The body and the book, England 1350-1600: manuscripts and printed books at Wellcome Collection

Lead Research Organisation: Birkbeck, University of London
Department Name: English and Humanities

Abstract

Since I first encountered manuscripts as an undergraduate, I have been captivated by the material aspects of medieval culture. My research encompasses manuscript study, physicality, and domesticity, where I have found the 'mundane', the 'unassuming', and the 'marginal' to offer the most productive sites for investigation. The signs of use in recipe manuscripts, medical collections, and even domestic records reveal the intimate associations between bodies and books, fostering a profound connection with the individuals whose interactions with their books endure to this day. Wellcome Library MS 632, a birth girdle stained with use and worn to the point of illegibility, encapsulates this intimacy. Pressed against skin and bound up in the protective rituals of birth, the talismanic comfort offered by this text is as relatable as its form is alien for modern readers. Texts for and about women's bodies can be both surprisingly familiar and tantalisingly strange, motivated by timeless fears and fascinations, and yet represented in varied and ever-developing ways. I wish to explore the changes in attitudes towards pregnancy in the late medieval/early modern period, and investigate how manuscript form was deployed to reflect the changing status of the female body across diverse discourses.
The pregnant body was a nexus for numerous concerns - about spirituality, morality, medicine, literature, and more. The material contexts of writing about pregnancy (from conception, through gestation, to birth) epitomise this, with pregnancy and birth amongst the various topics included in manuscript miscellanies. I would like to investigate the relationships between pregnancy and other topics as they appear alongside each other textually, to establish the boundaries (or lack thereof) between different discourses. My previous work on culinary recipes has used both codicological and archaeological approaches to evaluate the distinctions between culinary and medical texts, assessing palaeographical formality, mises-en-page, organisational strategies, and written content to understand the overlap between these genres, and re-evaluate their relative grades of formality. I will continue this methodology, understanding the place writers gave the female body and birth compared with other topics.
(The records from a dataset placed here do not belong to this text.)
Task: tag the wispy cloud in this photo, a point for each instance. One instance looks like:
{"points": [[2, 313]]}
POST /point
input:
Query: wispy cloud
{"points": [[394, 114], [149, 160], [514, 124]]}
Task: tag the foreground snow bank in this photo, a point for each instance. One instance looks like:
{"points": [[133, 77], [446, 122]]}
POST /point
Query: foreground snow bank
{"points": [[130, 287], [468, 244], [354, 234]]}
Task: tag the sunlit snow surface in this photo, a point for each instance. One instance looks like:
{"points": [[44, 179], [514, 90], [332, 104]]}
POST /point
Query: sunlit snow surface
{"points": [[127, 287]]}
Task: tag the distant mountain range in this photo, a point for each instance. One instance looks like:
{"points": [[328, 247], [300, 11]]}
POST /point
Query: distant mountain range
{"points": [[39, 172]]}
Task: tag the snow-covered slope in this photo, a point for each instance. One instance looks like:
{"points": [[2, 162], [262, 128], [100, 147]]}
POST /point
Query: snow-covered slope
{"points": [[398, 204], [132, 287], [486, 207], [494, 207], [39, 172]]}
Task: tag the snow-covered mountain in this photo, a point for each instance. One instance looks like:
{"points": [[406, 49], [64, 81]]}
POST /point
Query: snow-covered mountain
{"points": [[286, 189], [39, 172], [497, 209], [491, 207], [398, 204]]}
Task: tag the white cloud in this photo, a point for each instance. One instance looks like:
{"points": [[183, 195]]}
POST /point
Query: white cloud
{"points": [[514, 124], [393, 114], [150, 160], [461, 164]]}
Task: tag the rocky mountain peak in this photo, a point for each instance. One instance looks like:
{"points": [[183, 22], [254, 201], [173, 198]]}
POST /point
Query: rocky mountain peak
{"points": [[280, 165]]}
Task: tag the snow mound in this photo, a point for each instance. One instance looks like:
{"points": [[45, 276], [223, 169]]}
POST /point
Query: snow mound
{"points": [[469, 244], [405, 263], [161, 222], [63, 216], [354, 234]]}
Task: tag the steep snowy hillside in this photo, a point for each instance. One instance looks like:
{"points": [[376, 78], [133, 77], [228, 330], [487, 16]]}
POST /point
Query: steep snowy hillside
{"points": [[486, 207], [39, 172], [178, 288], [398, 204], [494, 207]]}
Wellcome MS 510, for example, would be ideal for this evaluation. As a collection of extracts, MS 510 evinces a particular fascination with the body, containing several tracts on physiognomy and chiromancy (including illustrations), as well as a birth chart. I am curious to see how this manuscript, and similar examples, treat birth palaeographically and codicologically; whether it is afforded a similar status to topics separate from the female body, or whether this astrological table differs from the material surrounding it. More generally, how are these topics presented on the page? Are they central, or marginalised? Elaborate, or plain? Obviously, every manuscript is different, and they will undoubtedly complicate and contradict each other. However, I believe this evaluation will illuminate the shifting attitudes towards the female body, and its associated concerns, demonstrating broad trends in the presentation of pregnancy-related texts.